On Sat, Jul 21, 2007 at 09:34:11PM -0400, Scott Walters wrote:
Great to see the summary, these features look great. I'd like to
request more RRDs and reports about the monitoring system and the
servers/services monitored. For example:
I think the following could be "gauge" metrics:
Number of devices monitored
Number of services monitored
Number of host.service in green state
Number of host.service in yellow state
Number of host.service in red state
Number of host.service in XXX state
You mean like this:
Statistics:
Hosts : 4321
Pages : 286
Status messages : 22331
- Red : 907 ( 4.06 %)
- Red (non-propagating) : 809 ( 3.62 %)
- Yellow : 353 ( 1.58 %)
- Yellow (non-propagating) : 210 ( 0.94 %)
- Clear : 1970 ( 8.82 %)
- Green : 17052 (76.36 %)
- Purple : 452 ( 2.02 %)
- Blue : 578 ( 2.59 %)
The first three are from the current "bbgen --report" status message;
I've added the breakdown of the colors now.
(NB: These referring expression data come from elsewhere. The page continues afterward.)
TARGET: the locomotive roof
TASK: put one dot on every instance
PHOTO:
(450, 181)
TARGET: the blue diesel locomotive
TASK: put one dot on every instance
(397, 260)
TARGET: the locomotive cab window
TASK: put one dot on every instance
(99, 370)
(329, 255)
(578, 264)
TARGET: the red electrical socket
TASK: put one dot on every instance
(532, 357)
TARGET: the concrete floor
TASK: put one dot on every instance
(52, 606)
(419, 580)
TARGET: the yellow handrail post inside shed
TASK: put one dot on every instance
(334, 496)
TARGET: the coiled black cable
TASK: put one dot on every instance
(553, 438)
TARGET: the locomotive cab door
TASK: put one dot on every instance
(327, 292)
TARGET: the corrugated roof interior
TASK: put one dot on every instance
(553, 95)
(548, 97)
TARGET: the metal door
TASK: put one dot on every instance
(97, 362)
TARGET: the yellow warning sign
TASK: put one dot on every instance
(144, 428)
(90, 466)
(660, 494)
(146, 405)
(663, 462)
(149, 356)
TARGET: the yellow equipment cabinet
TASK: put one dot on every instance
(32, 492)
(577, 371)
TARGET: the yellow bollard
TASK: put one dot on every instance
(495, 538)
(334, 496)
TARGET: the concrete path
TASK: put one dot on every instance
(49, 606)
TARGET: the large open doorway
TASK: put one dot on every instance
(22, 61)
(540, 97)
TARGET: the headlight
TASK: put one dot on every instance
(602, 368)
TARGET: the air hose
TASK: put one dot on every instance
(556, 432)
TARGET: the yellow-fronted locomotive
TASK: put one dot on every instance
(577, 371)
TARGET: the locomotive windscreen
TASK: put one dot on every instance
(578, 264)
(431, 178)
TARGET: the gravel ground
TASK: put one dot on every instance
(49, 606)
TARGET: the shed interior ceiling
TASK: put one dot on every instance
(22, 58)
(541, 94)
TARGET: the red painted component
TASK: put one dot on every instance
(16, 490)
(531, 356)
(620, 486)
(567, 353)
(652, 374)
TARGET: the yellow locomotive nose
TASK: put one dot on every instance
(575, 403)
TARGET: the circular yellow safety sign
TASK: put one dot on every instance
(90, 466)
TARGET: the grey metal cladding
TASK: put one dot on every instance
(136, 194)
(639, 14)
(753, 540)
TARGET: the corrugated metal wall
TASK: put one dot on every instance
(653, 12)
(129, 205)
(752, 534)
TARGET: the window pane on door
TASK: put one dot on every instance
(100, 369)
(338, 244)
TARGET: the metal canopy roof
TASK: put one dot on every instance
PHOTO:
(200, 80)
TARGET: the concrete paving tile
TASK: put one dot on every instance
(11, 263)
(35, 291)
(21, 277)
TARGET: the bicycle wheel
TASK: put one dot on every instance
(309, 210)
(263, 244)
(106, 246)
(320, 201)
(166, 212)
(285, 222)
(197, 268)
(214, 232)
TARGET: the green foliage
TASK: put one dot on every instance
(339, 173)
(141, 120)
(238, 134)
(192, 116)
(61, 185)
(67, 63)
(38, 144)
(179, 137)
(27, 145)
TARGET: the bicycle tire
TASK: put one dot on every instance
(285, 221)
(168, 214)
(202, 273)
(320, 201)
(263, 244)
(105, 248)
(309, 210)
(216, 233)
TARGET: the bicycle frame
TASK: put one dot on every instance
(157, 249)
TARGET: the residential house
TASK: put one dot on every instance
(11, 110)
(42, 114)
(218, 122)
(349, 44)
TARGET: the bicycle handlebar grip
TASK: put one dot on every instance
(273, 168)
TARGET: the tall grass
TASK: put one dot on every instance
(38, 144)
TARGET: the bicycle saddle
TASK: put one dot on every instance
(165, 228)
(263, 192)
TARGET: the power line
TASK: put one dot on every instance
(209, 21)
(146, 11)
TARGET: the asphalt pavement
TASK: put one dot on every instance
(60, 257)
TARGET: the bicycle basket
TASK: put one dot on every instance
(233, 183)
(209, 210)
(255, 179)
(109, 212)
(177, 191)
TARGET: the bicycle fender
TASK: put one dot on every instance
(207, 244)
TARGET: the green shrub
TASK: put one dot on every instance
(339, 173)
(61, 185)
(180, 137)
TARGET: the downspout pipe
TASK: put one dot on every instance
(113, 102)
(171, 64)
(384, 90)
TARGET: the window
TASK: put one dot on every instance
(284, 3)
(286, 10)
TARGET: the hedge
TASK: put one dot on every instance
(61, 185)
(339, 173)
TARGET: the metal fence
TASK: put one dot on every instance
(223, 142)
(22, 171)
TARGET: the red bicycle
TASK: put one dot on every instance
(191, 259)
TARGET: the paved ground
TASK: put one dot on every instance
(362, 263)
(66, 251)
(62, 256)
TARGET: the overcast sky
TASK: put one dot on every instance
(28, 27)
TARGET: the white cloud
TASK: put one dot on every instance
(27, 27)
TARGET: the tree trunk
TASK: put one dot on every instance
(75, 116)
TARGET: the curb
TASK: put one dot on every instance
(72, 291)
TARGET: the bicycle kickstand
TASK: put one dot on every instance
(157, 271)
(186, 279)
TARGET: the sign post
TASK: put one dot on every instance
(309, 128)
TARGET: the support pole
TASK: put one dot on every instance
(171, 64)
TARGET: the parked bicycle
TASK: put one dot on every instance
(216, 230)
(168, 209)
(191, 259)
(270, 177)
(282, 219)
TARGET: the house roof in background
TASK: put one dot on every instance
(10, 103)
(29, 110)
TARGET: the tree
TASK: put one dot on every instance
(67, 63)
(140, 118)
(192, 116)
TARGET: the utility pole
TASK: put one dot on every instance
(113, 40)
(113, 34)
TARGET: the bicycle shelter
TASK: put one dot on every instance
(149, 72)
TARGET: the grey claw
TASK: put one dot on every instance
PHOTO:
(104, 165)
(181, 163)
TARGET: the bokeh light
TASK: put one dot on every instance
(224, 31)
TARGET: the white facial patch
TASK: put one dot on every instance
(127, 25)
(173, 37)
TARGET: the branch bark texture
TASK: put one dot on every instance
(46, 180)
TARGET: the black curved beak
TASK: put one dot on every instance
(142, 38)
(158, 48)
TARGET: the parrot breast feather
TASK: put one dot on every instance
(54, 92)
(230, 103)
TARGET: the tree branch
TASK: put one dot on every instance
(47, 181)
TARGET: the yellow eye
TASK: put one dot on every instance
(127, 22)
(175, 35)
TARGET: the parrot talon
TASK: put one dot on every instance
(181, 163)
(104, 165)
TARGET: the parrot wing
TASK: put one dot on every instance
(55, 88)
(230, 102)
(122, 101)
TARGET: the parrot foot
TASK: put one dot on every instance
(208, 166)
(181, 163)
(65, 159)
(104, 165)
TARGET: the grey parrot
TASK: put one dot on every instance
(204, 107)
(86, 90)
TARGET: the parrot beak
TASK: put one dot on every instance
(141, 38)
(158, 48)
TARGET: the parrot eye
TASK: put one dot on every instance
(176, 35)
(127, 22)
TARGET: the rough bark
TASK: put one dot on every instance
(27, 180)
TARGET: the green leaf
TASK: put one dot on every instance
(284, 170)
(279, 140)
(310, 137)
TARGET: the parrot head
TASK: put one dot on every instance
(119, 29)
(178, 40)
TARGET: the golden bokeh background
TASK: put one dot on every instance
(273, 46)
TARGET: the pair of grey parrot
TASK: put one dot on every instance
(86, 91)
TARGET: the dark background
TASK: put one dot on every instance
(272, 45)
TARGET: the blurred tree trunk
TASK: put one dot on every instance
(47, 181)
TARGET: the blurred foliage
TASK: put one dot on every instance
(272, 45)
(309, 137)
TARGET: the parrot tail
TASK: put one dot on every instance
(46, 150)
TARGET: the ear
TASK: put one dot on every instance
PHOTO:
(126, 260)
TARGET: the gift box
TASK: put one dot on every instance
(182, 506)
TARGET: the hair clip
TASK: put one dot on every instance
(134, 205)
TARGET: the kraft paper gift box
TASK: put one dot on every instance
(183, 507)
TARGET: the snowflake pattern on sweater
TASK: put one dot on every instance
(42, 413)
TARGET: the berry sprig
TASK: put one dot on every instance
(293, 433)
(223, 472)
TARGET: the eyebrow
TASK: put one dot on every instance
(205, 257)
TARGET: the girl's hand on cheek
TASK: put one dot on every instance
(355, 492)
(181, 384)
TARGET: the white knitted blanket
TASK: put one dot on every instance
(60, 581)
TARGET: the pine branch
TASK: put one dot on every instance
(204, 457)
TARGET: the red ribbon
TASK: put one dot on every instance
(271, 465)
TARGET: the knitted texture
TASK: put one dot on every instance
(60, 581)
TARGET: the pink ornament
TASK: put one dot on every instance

Will put these into an RRD
for tracking trends.
I am thinking these could be done by creating counters within hobbit
(since boot):
Number of state changes
Number of state changes per server
Number of state changes per service
Number of notifications sent
The state changes can be calculated from the history logs. This is
preferable, I think, because that way it won't get reset if the Hobbit
server is restarted.
Notifications - it would make sense to have the alert module provide
some statistics that we could put into a trend graph.
If you like, I could draft up some graphs and reports I'd like to see.
My above description might be hard to visualize. I definitely think
hobbit could benefit from internal counters, similarly to how on OS
keeps tracks of context switches and the like.
Please do. The graphs I've created about the Hobbit "internals" have
been mostly for my own use as debugging / performance evaluation data.
If we can provide some data that is interesting to management, that
would be a good thing.
Regards,
Henrik